Railnews is a national monthly newspaper and news website for the British railway network.

==Content==
Railnews concentrates on issues important to employees of the railway industry, such as investment, careers, changes to industry structure, political developments, industrial relations and other trade union matters. It also maintains a focus on the people of the rail industry, rather than the companies alone. As a trade title covering the modern industry, it is not designed for railway enthusiasts or the heritage railway market.

The ethos of Railnews is to be "dispassionate, objective and accurate". Following this, Railnews never carries unmarked advertorials, although much of its advertising revenue does come from major railway suppliers and operators.

==History==

A Railnews special edition on the Advanced Passenger Train from 1980

Railnews, in the early days spelt 'Rail News', was originally the house newspaper of British Railways, published by the British Railways Board. It first appeared in 1963 under the editorship of Keith Horrox with a price of 6d, replacing the former magazines which had been produced for each railway Region, although Regional 'slip' pages continued for many years. From 1978 to October 1996 it was issued free to all employees of British Rail.
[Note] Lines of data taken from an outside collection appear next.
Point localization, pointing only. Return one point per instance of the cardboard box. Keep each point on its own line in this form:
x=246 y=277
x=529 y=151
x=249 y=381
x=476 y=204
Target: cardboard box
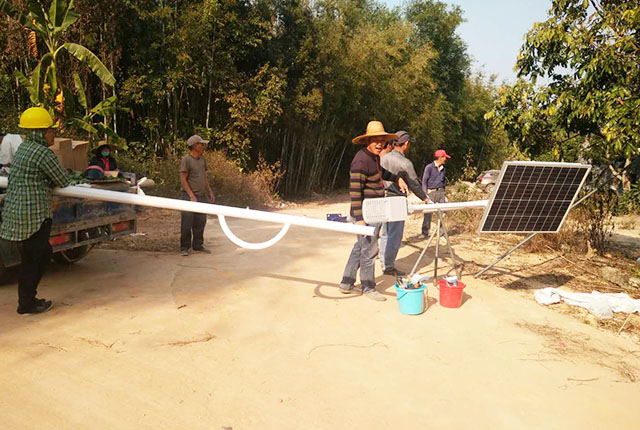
x=71 y=154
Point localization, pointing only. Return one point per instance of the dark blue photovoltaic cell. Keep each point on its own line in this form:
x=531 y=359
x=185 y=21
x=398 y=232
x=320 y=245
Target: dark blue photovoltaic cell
x=533 y=198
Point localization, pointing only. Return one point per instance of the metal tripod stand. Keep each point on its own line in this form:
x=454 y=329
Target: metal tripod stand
x=441 y=228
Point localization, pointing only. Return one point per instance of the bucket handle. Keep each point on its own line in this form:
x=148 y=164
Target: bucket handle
x=405 y=292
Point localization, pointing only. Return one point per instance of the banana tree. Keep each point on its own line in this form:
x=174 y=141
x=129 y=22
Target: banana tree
x=90 y=120
x=48 y=27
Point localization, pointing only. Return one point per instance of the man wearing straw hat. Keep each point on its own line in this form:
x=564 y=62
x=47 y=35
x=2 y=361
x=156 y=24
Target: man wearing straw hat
x=366 y=177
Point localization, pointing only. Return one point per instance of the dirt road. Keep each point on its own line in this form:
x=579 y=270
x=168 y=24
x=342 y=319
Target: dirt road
x=264 y=340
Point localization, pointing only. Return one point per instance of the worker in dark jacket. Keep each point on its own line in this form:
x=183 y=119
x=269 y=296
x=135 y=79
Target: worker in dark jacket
x=397 y=163
x=433 y=183
x=366 y=177
x=103 y=158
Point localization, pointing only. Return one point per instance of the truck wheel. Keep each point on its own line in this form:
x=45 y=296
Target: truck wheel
x=70 y=256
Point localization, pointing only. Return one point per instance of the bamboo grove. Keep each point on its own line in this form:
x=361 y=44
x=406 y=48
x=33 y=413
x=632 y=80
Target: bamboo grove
x=289 y=80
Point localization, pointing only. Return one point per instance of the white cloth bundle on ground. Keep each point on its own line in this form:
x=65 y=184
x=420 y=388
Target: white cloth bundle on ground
x=599 y=304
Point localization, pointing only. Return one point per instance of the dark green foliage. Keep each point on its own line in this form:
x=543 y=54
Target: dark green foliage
x=292 y=80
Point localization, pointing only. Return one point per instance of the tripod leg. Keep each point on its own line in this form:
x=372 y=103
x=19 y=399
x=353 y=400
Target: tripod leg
x=456 y=266
x=435 y=260
x=422 y=254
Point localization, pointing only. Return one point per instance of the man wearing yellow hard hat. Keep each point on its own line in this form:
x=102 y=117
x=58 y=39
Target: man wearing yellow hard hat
x=365 y=182
x=26 y=215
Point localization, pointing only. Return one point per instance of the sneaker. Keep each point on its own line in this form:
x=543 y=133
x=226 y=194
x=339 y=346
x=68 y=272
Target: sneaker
x=348 y=289
x=375 y=295
x=204 y=250
x=394 y=272
x=37 y=308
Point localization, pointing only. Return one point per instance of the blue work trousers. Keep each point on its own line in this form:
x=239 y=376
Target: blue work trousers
x=363 y=256
x=390 y=241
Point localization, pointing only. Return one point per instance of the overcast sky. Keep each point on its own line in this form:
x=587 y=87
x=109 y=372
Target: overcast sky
x=494 y=31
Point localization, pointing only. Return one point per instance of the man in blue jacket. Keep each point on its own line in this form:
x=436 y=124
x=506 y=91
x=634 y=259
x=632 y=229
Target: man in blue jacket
x=433 y=184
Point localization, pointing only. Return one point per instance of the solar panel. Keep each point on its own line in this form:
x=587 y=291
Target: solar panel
x=533 y=197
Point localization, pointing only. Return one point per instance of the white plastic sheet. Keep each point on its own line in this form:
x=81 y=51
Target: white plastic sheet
x=602 y=305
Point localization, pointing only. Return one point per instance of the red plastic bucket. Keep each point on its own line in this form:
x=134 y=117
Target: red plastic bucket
x=450 y=295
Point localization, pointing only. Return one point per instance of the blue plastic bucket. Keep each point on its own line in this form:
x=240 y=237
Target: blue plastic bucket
x=411 y=302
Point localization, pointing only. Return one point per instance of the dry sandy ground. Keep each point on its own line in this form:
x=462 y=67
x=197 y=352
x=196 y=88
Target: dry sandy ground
x=263 y=340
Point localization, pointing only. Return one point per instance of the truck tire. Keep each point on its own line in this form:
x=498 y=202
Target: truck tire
x=70 y=256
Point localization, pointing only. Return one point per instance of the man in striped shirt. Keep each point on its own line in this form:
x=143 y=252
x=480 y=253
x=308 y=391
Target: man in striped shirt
x=26 y=215
x=366 y=177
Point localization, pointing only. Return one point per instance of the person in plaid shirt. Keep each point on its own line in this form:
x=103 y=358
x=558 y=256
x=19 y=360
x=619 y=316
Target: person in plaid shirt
x=26 y=214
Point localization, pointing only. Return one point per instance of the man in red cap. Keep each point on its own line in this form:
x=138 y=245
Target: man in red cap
x=433 y=183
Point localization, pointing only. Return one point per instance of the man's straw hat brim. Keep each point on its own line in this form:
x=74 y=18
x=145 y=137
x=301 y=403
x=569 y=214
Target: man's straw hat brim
x=374 y=129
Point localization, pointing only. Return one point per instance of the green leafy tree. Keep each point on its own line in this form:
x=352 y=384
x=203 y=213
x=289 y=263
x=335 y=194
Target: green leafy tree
x=47 y=28
x=590 y=53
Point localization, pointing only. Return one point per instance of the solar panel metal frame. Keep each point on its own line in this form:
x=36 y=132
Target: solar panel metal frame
x=507 y=164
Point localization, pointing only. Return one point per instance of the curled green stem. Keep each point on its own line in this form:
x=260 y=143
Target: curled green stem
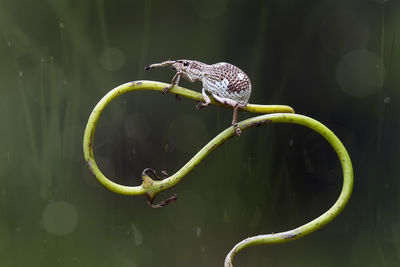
x=279 y=114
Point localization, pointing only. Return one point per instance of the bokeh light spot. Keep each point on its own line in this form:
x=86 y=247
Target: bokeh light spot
x=209 y=9
x=60 y=218
x=187 y=133
x=341 y=33
x=360 y=74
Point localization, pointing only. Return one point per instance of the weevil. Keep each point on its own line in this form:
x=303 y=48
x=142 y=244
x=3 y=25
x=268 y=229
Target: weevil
x=225 y=82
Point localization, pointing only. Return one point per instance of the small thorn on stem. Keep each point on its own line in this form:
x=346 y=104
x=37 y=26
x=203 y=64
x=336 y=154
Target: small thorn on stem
x=166 y=89
x=163 y=203
x=152 y=171
x=238 y=131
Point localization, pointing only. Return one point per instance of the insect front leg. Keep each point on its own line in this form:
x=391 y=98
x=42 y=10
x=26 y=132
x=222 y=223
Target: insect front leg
x=174 y=82
x=235 y=106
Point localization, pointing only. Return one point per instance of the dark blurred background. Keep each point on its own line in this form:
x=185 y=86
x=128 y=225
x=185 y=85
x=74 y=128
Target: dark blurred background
x=336 y=61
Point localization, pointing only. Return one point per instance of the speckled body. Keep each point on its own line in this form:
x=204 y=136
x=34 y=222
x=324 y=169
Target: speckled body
x=225 y=82
x=222 y=79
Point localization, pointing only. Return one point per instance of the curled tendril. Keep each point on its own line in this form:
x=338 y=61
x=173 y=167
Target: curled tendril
x=272 y=114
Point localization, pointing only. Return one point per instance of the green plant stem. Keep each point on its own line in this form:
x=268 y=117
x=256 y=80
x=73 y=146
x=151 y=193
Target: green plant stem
x=325 y=218
x=280 y=114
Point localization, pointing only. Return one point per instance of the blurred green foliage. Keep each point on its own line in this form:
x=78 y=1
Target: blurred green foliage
x=335 y=61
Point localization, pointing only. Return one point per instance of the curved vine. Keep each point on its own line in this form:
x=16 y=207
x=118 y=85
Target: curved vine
x=273 y=114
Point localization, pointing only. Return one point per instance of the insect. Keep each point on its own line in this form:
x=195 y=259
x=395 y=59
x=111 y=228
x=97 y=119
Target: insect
x=225 y=82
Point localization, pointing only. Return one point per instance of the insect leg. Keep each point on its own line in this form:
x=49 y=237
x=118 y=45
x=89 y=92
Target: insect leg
x=206 y=99
x=174 y=82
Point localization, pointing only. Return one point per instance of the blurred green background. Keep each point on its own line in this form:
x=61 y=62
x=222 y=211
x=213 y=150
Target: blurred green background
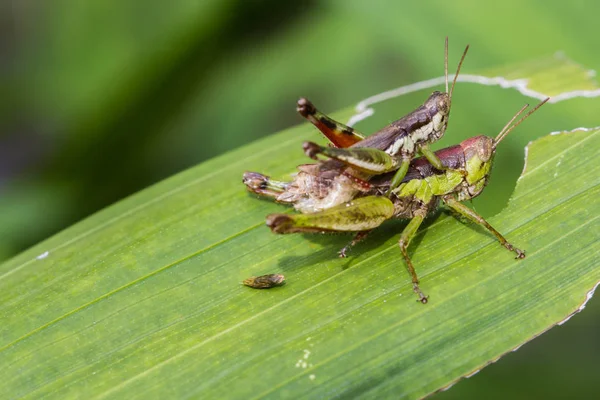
x=103 y=98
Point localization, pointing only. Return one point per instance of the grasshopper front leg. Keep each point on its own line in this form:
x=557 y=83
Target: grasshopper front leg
x=478 y=219
x=263 y=185
x=407 y=235
x=338 y=134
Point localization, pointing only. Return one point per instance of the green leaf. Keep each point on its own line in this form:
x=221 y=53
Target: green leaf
x=145 y=296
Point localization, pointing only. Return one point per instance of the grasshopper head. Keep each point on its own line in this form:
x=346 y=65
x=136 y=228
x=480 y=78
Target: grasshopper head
x=479 y=153
x=438 y=107
x=438 y=102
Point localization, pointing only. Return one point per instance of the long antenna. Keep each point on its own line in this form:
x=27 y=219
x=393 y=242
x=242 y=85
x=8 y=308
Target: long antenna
x=446 y=62
x=507 y=128
x=457 y=71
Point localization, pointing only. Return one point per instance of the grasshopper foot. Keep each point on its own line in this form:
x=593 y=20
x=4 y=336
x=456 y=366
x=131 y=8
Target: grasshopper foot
x=520 y=254
x=280 y=223
x=305 y=107
x=311 y=149
x=422 y=298
x=342 y=253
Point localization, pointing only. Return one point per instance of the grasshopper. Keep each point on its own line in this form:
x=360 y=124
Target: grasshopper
x=466 y=172
x=395 y=144
x=354 y=159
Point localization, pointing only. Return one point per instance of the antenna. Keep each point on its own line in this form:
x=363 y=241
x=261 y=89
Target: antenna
x=508 y=128
x=446 y=62
x=457 y=71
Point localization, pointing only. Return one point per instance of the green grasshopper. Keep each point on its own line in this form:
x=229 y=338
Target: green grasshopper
x=355 y=159
x=467 y=167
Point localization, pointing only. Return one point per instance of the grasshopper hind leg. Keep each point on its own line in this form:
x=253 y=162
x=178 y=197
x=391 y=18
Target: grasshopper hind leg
x=338 y=134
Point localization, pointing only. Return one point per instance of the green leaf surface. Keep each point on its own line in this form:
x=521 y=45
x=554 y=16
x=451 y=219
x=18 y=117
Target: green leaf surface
x=144 y=298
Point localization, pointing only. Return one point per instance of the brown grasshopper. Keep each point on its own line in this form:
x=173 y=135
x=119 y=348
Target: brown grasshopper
x=354 y=159
x=467 y=167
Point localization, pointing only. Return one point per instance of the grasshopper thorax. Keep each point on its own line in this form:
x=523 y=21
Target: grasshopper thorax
x=479 y=153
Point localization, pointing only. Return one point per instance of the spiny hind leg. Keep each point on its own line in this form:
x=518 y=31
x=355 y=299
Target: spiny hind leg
x=478 y=219
x=365 y=159
x=408 y=234
x=263 y=185
x=362 y=214
x=338 y=134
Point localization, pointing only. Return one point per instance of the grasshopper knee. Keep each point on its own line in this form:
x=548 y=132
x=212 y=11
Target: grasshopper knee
x=311 y=149
x=305 y=107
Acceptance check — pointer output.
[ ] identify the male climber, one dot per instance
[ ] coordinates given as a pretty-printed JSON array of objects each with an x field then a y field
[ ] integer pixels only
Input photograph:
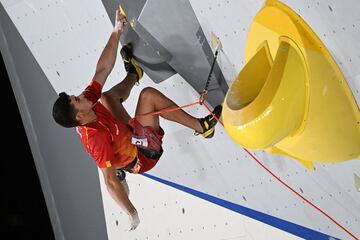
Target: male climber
[{"x": 115, "y": 141}]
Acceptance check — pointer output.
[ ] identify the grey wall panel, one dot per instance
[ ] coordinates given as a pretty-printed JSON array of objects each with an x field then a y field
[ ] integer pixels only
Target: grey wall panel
[
  {"x": 68, "y": 177},
  {"x": 179, "y": 43}
]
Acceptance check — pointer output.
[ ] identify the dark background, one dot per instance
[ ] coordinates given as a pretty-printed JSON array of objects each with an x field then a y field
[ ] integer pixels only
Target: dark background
[{"x": 23, "y": 210}]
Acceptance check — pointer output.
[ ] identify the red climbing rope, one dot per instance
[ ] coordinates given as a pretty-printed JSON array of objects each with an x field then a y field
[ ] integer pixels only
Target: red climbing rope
[{"x": 201, "y": 102}]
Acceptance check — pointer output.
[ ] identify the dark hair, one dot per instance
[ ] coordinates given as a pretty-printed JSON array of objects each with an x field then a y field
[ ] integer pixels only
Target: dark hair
[{"x": 63, "y": 112}]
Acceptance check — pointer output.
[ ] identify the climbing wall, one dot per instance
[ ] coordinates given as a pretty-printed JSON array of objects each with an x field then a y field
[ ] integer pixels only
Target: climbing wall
[{"x": 203, "y": 189}]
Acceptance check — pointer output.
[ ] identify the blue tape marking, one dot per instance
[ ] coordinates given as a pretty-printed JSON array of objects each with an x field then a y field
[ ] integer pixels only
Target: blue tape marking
[{"x": 284, "y": 225}]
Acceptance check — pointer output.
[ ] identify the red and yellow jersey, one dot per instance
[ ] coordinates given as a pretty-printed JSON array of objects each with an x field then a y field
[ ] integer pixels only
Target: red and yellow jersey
[{"x": 107, "y": 140}]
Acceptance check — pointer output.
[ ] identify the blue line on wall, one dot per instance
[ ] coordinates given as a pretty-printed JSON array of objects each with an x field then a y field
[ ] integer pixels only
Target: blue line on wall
[{"x": 284, "y": 225}]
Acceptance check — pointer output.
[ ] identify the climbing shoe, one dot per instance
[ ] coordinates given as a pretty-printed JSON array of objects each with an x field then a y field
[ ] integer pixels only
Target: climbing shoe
[
  {"x": 208, "y": 123},
  {"x": 129, "y": 61}
]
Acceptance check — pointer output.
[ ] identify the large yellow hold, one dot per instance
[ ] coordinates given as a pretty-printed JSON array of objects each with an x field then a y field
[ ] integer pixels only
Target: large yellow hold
[{"x": 291, "y": 97}]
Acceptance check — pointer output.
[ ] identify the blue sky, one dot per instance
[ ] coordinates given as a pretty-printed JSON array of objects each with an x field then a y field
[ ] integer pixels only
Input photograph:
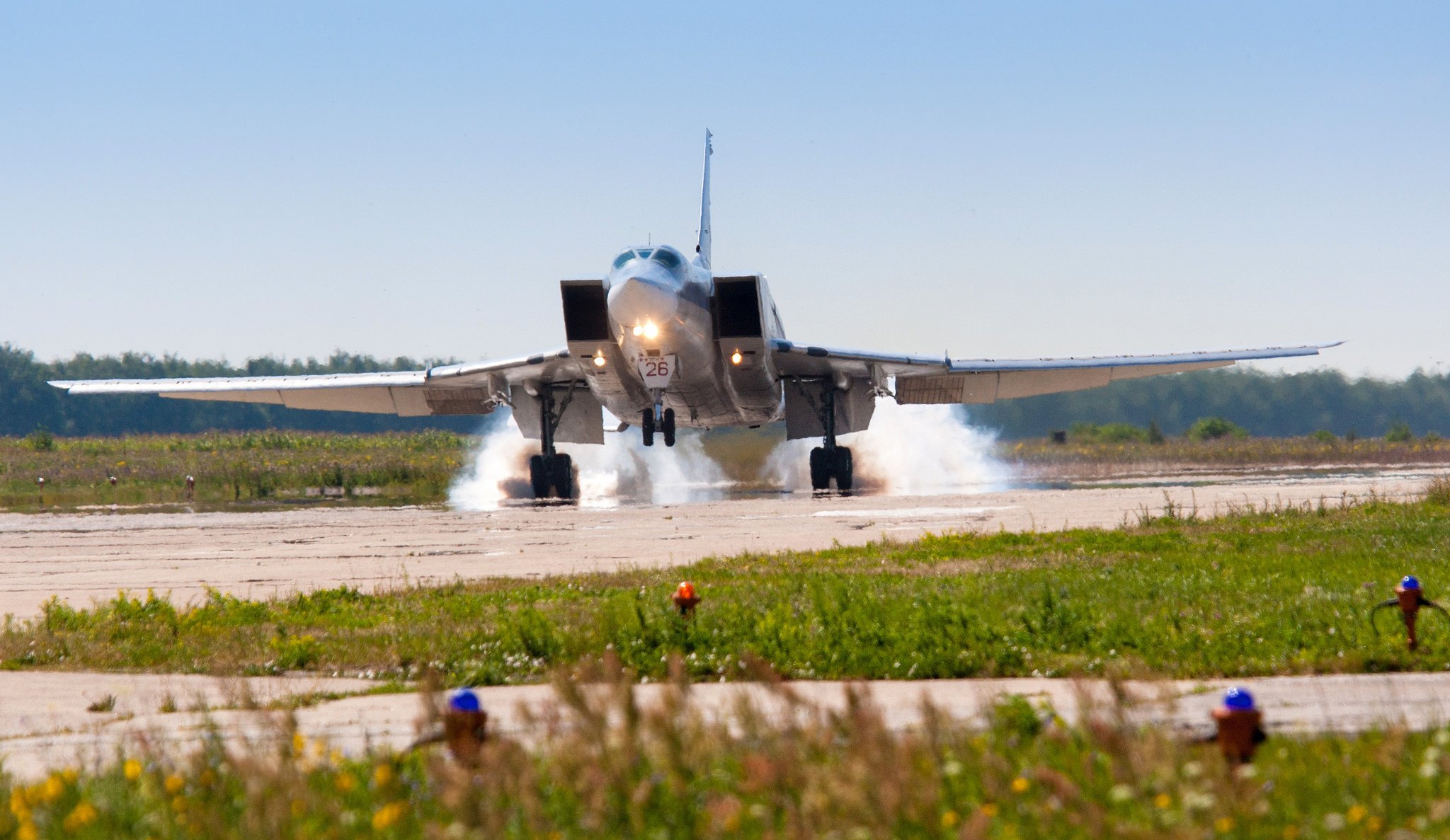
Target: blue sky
[{"x": 988, "y": 178}]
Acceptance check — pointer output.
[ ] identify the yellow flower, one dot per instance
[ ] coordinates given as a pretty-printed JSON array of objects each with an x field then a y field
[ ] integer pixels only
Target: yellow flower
[
  {"x": 84, "y": 815},
  {"x": 389, "y": 815},
  {"x": 382, "y": 775}
]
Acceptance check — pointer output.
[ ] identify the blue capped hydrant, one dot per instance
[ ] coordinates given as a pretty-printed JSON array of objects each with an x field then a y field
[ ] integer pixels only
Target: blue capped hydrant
[
  {"x": 1240, "y": 726},
  {"x": 464, "y": 725},
  {"x": 1410, "y": 597}
]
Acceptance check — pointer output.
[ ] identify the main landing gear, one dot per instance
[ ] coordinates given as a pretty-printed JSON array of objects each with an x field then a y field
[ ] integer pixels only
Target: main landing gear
[
  {"x": 660, "y": 420},
  {"x": 830, "y": 461},
  {"x": 552, "y": 471}
]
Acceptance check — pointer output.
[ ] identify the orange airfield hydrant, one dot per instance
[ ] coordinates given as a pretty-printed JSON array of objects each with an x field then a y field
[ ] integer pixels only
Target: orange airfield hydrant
[
  {"x": 1240, "y": 726},
  {"x": 686, "y": 599},
  {"x": 1410, "y": 597}
]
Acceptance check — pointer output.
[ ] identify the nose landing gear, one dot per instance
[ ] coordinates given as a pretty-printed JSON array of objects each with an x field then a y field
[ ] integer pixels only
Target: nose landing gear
[
  {"x": 830, "y": 461},
  {"x": 660, "y": 420}
]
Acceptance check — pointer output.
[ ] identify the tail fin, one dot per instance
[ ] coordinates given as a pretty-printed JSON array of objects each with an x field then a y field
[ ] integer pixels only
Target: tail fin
[{"x": 704, "y": 248}]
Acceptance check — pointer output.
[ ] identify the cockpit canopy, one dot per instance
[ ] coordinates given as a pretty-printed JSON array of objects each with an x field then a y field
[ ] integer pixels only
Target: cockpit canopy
[{"x": 665, "y": 255}]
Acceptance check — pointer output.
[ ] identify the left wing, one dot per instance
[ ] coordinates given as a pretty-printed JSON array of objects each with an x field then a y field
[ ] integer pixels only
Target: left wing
[
  {"x": 470, "y": 389},
  {"x": 974, "y": 381}
]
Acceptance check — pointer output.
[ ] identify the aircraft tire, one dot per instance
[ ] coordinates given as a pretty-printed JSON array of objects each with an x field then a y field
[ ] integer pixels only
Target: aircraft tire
[
  {"x": 647, "y": 427},
  {"x": 563, "y": 476},
  {"x": 820, "y": 470},
  {"x": 540, "y": 477},
  {"x": 844, "y": 473}
]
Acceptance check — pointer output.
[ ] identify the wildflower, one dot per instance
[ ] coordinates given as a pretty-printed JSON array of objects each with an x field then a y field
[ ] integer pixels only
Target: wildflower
[
  {"x": 389, "y": 815},
  {"x": 84, "y": 815}
]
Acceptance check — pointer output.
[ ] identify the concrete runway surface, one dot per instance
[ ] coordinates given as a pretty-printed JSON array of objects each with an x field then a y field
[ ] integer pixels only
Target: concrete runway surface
[
  {"x": 84, "y": 556},
  {"x": 58, "y": 732},
  {"x": 92, "y": 556}
]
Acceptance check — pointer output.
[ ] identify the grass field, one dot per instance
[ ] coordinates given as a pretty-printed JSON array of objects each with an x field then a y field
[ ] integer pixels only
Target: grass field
[
  {"x": 1284, "y": 592},
  {"x": 610, "y": 769},
  {"x": 251, "y": 470}
]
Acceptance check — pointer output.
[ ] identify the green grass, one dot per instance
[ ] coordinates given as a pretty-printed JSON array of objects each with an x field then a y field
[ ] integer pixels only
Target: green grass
[
  {"x": 612, "y": 769},
  {"x": 1281, "y": 592},
  {"x": 229, "y": 468}
]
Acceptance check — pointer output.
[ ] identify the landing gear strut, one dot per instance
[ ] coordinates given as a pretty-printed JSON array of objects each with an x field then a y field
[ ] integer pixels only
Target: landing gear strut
[
  {"x": 552, "y": 471},
  {"x": 660, "y": 420},
  {"x": 830, "y": 461}
]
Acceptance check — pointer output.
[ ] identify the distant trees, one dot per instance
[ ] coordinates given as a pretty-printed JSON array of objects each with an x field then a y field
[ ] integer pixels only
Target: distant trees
[
  {"x": 1262, "y": 405},
  {"x": 26, "y": 403}
]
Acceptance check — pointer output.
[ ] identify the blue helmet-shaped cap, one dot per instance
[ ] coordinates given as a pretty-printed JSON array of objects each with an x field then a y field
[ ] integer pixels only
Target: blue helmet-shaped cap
[
  {"x": 464, "y": 700},
  {"x": 1239, "y": 698}
]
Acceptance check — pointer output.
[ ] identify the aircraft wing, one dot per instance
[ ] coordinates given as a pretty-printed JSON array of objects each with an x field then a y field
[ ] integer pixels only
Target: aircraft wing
[
  {"x": 974, "y": 381},
  {"x": 469, "y": 389}
]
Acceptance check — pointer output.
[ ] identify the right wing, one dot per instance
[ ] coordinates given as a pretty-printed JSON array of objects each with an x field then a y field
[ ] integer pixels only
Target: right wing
[{"x": 470, "y": 389}]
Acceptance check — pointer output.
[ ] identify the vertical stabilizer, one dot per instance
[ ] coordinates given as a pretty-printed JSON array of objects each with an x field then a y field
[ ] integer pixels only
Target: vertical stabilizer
[{"x": 704, "y": 248}]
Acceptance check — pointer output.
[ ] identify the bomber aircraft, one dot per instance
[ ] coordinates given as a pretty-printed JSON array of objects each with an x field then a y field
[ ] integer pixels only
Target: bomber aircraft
[{"x": 666, "y": 340}]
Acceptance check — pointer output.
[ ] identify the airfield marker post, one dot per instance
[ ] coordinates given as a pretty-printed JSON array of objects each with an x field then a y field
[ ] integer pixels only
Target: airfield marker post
[
  {"x": 1240, "y": 726},
  {"x": 464, "y": 726},
  {"x": 686, "y": 599}
]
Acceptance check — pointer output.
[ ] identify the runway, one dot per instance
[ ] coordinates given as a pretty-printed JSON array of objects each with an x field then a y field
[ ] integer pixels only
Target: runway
[{"x": 81, "y": 558}]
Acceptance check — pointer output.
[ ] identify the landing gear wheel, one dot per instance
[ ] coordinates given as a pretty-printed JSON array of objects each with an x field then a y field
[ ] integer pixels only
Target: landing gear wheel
[
  {"x": 820, "y": 468},
  {"x": 843, "y": 468},
  {"x": 540, "y": 477},
  {"x": 647, "y": 426},
  {"x": 563, "y": 476}
]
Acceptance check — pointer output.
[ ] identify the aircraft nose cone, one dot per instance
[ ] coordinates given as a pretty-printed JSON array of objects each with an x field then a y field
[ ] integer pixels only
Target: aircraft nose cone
[{"x": 637, "y": 300}]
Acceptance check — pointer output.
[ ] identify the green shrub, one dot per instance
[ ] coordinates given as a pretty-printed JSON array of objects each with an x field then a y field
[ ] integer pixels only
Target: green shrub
[{"x": 1216, "y": 427}]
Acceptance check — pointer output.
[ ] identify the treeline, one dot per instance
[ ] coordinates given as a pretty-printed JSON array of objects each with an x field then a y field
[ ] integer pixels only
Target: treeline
[
  {"x": 1265, "y": 405},
  {"x": 26, "y": 403}
]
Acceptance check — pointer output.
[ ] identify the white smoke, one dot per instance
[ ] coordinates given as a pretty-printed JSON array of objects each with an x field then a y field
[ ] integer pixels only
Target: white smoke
[
  {"x": 624, "y": 470},
  {"x": 907, "y": 451}
]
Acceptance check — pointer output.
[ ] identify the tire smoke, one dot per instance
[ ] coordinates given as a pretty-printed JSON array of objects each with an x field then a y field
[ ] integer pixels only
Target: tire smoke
[
  {"x": 621, "y": 471},
  {"x": 907, "y": 451}
]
An attempt to sell it as a result of the privatisation of British Rail was unsuccessful and production ceased in October 1996. In February 1997 the title was revived by some former BR managers, with Sir William McAlpine as Chairman and Cyril Bleasdale as Managing Director. Both maintained these positions until their deaths. The managing director is now David Longstaff. Only four months went by between the ending of the BR version and the launch in March 1997 of its independent successor.

==Today==
Railnews is no longer a house journal with a particular stance to maintain and, although fully supportive of the industry it serves, it carries objective, balanced reports. Distributed to both individual subscribers and large railway companies (who have corporate subscriptions) it penetrates the entire industry from trackside to boardroom.

The newspaper and website were both fully redesigned in February 2012, bringing a new, cleaner, more modern look to the title. Since September 2009 the Managing Editor has been former BBC journalist Sim Harris. He succeeded Paul Whiting, who has retired.